ドイツのベルリン・ブランデンブルク(Berlin Brandenburg)都市圏のローカル鉄道路線を運行するNEB(Niederbarnimer Eisenbahn)は、 シーメンス・モービリティ(Siemens Mobility)の開発した水素で走る鉄道車両「ミレオ・プラスH(Mireo Plus H)」を7編成(2両編成7本)を導入します。同車両は、ベルリン(Berlin)とショルフハイデ(Schorfheide)を結ぶRB27(Heidekrautbahn)線において、2024年12月から運用が開始される予定です。
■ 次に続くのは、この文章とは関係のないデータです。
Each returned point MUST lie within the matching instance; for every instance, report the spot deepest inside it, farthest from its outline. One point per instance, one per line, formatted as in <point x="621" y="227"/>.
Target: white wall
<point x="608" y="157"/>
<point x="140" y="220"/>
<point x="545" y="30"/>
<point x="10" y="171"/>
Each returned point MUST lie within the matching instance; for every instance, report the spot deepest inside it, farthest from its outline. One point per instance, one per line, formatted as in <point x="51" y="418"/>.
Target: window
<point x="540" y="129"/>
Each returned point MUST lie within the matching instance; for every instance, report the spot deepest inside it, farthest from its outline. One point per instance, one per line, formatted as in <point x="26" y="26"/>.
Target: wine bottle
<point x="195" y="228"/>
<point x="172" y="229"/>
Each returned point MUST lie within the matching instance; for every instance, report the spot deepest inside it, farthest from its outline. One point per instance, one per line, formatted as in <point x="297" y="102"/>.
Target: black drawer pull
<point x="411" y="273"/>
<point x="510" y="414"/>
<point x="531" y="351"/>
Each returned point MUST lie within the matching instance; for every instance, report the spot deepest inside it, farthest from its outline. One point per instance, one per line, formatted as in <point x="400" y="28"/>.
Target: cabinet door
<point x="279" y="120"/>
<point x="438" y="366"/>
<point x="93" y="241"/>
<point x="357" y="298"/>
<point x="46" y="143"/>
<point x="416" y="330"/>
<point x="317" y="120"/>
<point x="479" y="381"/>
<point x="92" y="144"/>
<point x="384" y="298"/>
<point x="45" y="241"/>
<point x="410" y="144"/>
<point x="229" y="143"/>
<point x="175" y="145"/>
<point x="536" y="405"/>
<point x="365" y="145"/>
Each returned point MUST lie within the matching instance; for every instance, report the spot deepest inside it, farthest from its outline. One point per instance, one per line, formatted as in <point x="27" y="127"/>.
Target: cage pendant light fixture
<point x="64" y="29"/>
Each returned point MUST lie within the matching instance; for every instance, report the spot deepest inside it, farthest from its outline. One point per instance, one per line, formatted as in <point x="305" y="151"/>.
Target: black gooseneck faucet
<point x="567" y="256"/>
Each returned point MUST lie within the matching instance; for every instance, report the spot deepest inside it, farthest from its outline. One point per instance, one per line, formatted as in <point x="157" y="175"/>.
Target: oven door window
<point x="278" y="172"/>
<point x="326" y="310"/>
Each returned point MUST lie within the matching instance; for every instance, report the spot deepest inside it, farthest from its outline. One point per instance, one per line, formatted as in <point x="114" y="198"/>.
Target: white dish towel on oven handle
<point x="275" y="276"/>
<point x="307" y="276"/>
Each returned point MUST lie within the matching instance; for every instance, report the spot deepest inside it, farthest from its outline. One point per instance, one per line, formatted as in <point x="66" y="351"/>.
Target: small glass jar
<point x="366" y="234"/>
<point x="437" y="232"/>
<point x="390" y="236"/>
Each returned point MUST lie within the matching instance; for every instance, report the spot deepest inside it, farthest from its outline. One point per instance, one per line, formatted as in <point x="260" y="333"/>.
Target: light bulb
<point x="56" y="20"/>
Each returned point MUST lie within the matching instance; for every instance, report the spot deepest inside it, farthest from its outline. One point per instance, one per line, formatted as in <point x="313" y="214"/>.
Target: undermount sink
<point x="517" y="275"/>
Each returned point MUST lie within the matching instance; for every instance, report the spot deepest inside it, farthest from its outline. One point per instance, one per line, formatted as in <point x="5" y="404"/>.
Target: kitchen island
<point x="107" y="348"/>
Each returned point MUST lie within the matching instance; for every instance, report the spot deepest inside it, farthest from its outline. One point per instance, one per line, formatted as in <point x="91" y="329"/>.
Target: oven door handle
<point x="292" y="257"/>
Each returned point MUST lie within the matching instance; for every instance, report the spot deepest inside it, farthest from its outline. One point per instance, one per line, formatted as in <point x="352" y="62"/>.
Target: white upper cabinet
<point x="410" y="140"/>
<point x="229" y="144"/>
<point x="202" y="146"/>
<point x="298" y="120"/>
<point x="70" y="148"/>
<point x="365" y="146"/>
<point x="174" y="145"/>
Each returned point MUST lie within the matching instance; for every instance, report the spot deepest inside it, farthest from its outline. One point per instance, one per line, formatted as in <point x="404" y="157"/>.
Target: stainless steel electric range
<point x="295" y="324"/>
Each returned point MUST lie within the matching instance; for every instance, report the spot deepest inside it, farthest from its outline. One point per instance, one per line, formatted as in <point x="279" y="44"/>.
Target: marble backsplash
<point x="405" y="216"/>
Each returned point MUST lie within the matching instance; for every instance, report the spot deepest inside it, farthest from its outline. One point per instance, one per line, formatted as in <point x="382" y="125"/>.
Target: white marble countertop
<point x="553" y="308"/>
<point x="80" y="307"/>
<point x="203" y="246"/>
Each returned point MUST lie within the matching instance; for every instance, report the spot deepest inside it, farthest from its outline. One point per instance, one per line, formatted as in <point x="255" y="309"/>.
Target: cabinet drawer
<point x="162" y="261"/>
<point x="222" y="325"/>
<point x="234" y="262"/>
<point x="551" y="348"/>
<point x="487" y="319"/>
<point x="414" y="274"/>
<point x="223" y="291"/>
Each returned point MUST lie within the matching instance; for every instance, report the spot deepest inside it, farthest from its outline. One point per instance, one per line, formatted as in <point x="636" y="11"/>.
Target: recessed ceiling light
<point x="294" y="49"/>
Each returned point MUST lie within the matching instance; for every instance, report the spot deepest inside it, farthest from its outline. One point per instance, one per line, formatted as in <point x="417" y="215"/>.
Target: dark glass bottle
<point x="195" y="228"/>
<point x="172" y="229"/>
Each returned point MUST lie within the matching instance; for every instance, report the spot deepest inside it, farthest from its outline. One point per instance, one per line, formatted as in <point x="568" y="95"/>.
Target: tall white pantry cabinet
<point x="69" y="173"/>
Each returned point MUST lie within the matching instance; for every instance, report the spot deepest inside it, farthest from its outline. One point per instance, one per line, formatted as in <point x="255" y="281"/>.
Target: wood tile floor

ミレオプラスHは、シーメンスが開発を進めている水素を燃料とする燃料電池車両で、設計最高速度は時速160km、起動加速度は1.1 m/s2(約4.0 km/h/s)、2両編成の場合は一回のフル充填で最大800km走行可能な性能を有しており、今後、非電化区間を走行する中距離列車などへの導入が期待されています。
なおNEBでは、ミレオプラスHを7編成導入することにより、年間でCO2排出量をおよそ300万キロ、ディーゼル燃料使用量を110万リットル削減できるとしており、ドイツ国内で計画されている多様な動力源の車両を効率よく運行することで既存の鉄道インフラを最大限活用する計画にも貢献することとなります。
ミレオ・プラスHの導入路線
RB27線は、ベルリンとその北部にあるヴァンドリッツ(Wandlitz)、ツァーペンシュロイゼ(Zerpenschleuse)、グロース・シェーネベック(Groß Schönebeck)などを結ぶローカル路線です。グロース・シェーネベックからベルリン・カーロー(Berlin-Karow)までの所要時間は40分程度となっています。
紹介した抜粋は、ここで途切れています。